Clinical Manifestations
The primary lesion of donovanosis begins as a small painless papule or indurated nodule that manifests after an incubation period of between 8 and 80 days. The lesion soon ulcerates to form an exuberant, beefy red, granulomatous ulcer with rolled edges and with a characteristic velvet-like surface that bleeds easily on contact (Fig. 237-1). Multiple lesions may coalesce to form large ulcers, and new lesions may also form as a result of autoinoculation. Characteristically, even large ulcerative lesions are painless unless there is severe secondary infection. The disease spreads subcutaneously and may become progressively more destructive (Fig. 237-2). Spontaneous healing is accompanied by scar formation, which can also produce gross deformities (Fig. 237-3). Lymphedema, with consequent elephantiasis of the external genitalia, may occur in severe cases as a result of the blockage of the lymphatics by keloid scars.20 In men, the most common sites of infection are the prepuce, coronal sulcus, and penile shaft.

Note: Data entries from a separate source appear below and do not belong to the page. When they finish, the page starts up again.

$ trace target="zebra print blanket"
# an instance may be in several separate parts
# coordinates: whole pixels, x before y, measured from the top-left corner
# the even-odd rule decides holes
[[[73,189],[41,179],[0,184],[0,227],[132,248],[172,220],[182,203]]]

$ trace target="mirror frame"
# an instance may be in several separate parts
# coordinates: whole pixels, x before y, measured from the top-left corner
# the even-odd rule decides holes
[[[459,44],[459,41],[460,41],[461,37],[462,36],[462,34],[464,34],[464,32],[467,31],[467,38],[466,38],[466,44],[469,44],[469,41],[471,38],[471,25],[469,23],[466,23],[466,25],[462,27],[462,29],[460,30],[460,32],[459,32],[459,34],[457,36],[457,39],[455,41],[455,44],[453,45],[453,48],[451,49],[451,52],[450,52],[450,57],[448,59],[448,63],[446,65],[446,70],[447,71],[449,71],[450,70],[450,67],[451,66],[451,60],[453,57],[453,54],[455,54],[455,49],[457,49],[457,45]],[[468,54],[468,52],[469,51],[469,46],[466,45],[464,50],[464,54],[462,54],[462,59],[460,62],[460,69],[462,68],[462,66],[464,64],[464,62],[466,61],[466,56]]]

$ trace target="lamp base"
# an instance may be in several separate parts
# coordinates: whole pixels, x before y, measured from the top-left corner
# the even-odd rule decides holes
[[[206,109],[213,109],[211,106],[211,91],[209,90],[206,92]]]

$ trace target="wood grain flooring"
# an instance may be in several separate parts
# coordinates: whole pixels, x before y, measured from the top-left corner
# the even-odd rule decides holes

In women, the labia and fourchette are most commonly involved, but lesions of the vaginal wall and cervix may be an uncommon cause of vaginal bleeding. Donovanosis is frequently diagnosed during pregnancy,21 and it has been postulated that pregnancy causes exacerbation of the disease.22 However, the increase in diagnosis during pregnancy may just be a reflection of the asymptomatic nature of cervical infection and its detection on routine examination. Subcutaneous spread of granulomas into the inguinal region may result in the formation of groin swellings (pseudobubos), which are not a true adenitis.